There are many factors such as long construction time, high investment cost, and low competition between energy providers to justify penetrating the distributed energy resources (DERs) such as wind turbines (WTs) and demand response programs (DRPs) in power systems. The uncertainties about WTs’ power output have increased the complexity of the economic-environmental load dispatch (EELD) problem. Because it is very difficult to predict the output power of wind farms, additional costs are imposed to the EELD problem. The mean amount of wind energy density has been used to define the storage and additional costs in the developed model. In addition, the DRPs have been facing the problem in reduction of cost. Demand response programs have been considered in two approaches; in the first approach, a certain percentage of the buses’ load determines the maximum amount of participation of the DRPs and in the second one, a certain capacity of these programs determines the maximum amount of their participation.
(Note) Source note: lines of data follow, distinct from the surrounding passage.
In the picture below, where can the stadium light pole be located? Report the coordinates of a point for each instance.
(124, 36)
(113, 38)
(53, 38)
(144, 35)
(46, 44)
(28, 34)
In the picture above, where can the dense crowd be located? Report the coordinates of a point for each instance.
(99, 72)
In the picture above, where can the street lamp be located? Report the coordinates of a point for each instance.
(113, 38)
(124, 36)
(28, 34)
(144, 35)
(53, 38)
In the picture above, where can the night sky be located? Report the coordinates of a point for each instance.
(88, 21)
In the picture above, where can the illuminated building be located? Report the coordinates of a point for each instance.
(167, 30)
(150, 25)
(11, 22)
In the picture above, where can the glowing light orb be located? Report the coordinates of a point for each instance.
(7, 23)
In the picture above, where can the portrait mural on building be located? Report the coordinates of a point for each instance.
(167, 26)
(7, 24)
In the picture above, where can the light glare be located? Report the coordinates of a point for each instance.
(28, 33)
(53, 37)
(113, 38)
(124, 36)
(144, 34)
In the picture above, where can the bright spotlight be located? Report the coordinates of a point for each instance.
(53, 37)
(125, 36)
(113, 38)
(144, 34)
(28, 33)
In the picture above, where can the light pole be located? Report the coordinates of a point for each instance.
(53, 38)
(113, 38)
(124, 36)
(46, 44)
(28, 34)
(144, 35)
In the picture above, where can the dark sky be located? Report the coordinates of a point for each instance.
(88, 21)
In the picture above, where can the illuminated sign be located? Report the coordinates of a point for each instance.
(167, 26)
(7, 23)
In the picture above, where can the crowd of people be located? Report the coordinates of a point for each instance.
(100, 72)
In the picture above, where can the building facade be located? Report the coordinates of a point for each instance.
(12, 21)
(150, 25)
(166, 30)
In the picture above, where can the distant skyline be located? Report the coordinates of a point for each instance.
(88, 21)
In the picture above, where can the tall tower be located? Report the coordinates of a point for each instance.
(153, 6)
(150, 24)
The efficiency of the developed model has been analyzed by simulation results on multi-area IEEE 118 bus test system. The operational constraints in the test system, including lines limit, supply–demand balance and the generation limit of generators, WTs, and DRPs have been considered in the EELD problem. Multi-objective Random Drift Particle Swarm Optimization (MORDPSO) has been used in this study to analyze the model. The effects of DERs have been analyzed on power loss, voltage profile, and static voltage stability of the test system.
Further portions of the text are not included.